Having trained as a bricklayer in 1919-23,
Mogens Lassen was admitted to the Royal Danish Academy of Fine
Arts' School of Architecture, but also trained at a number of
drawing offices with, among others, Danish architect Tyge Hvass in
1925-34.
A trip to Paris in 1927-28 sparked Lassen's
interest in Le Corbusier's ideas about the home as a tool for a
freer lifestyle.
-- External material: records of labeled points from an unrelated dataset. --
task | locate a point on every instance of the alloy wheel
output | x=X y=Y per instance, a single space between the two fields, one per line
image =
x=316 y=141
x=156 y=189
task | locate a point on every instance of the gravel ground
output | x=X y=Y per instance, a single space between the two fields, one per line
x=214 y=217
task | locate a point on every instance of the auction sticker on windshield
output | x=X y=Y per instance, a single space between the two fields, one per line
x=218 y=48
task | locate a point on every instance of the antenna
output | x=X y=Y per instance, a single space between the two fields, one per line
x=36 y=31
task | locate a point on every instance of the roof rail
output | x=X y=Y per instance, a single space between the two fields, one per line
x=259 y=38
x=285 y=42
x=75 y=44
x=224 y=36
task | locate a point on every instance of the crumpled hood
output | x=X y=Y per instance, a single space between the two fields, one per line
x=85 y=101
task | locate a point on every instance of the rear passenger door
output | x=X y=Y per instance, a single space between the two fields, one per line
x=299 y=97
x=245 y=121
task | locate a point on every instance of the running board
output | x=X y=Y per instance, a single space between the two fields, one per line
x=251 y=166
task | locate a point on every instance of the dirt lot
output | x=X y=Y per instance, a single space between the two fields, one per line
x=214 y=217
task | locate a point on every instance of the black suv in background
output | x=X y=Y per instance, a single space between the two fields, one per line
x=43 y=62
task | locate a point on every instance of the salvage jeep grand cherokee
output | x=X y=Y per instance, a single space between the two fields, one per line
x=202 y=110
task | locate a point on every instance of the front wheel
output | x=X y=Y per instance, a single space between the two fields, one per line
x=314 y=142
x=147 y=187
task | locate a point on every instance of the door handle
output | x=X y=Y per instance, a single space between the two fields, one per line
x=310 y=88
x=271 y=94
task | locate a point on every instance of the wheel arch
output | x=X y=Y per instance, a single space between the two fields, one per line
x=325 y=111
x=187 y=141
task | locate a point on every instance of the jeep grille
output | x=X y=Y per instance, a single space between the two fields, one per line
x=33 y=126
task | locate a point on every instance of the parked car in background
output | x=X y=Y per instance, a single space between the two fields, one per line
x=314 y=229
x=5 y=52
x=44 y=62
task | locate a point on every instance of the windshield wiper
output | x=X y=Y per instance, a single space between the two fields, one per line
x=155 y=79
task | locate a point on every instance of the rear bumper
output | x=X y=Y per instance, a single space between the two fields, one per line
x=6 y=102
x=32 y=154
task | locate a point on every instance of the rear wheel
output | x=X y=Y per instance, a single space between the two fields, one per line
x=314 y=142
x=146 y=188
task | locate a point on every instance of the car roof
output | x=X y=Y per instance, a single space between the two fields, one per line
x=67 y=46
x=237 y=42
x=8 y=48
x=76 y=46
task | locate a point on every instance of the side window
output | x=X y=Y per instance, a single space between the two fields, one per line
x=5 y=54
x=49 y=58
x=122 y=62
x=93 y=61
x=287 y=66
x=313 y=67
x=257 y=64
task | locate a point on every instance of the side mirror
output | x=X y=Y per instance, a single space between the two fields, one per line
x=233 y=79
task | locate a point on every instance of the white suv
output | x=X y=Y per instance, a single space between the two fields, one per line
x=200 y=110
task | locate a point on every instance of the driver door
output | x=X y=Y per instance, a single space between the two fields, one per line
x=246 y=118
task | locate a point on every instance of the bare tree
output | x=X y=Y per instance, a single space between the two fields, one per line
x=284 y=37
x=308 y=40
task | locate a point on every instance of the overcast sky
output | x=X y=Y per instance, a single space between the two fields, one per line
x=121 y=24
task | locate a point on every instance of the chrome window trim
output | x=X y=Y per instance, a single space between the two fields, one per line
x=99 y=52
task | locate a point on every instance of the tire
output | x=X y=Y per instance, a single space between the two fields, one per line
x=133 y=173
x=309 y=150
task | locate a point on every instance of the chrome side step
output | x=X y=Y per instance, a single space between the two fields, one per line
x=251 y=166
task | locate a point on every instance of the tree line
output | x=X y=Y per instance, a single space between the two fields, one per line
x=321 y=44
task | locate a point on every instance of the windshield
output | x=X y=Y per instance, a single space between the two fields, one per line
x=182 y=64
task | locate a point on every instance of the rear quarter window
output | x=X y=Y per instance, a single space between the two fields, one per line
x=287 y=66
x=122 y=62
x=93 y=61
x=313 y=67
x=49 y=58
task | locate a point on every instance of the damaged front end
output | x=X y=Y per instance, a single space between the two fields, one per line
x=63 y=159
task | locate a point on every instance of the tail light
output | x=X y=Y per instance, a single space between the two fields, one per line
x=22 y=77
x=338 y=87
Introducing mezzanine floors in high-ceilinged
rooms, for example, offered one way to free the home from the
constraints of habitual thinking.
Applying a similar, experimental approach,
Lassen designed homes where both function as well as the daylight
flooding in through the windows shaped the rooms, and where outdoor
spaces were just as carefully designed as the interiors.
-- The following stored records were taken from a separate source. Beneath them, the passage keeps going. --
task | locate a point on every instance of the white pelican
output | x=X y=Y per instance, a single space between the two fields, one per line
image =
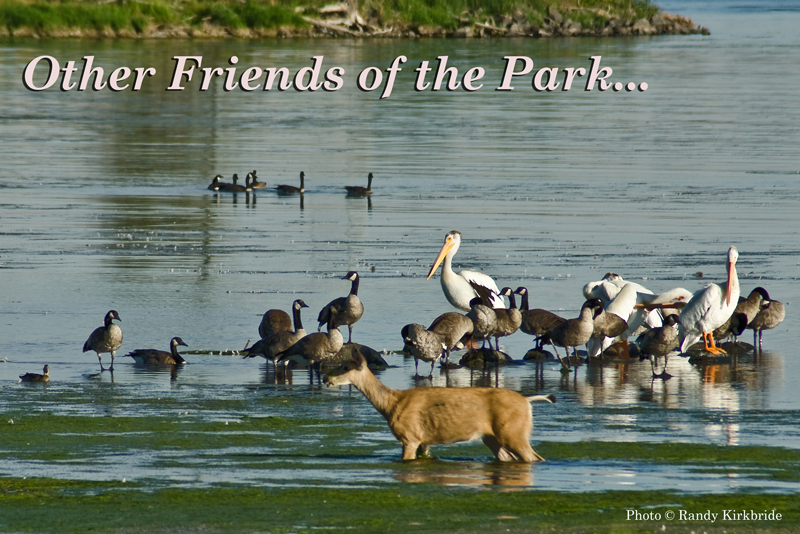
x=456 y=287
x=709 y=308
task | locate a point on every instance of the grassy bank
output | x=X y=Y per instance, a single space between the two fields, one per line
x=391 y=18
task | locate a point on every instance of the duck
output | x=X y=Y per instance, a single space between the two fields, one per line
x=107 y=338
x=344 y=310
x=160 y=357
x=358 y=191
x=290 y=189
x=35 y=377
x=254 y=183
x=423 y=344
x=270 y=347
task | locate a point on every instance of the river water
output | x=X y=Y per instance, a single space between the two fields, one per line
x=103 y=205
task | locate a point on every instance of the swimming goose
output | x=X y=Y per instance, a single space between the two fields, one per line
x=160 y=357
x=771 y=315
x=358 y=191
x=459 y=288
x=289 y=189
x=254 y=183
x=344 y=310
x=107 y=338
x=35 y=377
x=709 y=308
x=270 y=347
x=424 y=344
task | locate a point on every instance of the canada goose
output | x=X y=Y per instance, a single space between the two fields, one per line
x=289 y=189
x=536 y=322
x=315 y=348
x=107 y=338
x=508 y=320
x=254 y=183
x=160 y=357
x=484 y=321
x=658 y=342
x=274 y=321
x=709 y=308
x=424 y=344
x=453 y=328
x=574 y=332
x=35 y=377
x=358 y=191
x=771 y=315
x=344 y=310
x=278 y=342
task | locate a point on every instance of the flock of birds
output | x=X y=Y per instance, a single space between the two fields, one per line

As an architect for "The Permanent Exhibition
of Danish Applied Arts and Industrial Design" in Copenhagen in
1939-67, Mogens Lassen was behind a number of exhibitions whose
style of presentation helped Danish applied art win international
recognition.
In addition to his many projects, villas, high-rise buildings,
sports complexes and shop interiors, he designed furniture,
furnishings and furnishing accessories.
Even if his steel furniture pieces from the
1930s are original examples of the innovations of international
modernism, it is, above all, his pieces of simple, functional
wooden furniture, like his folding Egyptian coffee table, that have
gone on to become furniture classics.
In 1971, Mogens Lassen was awarded the C.F.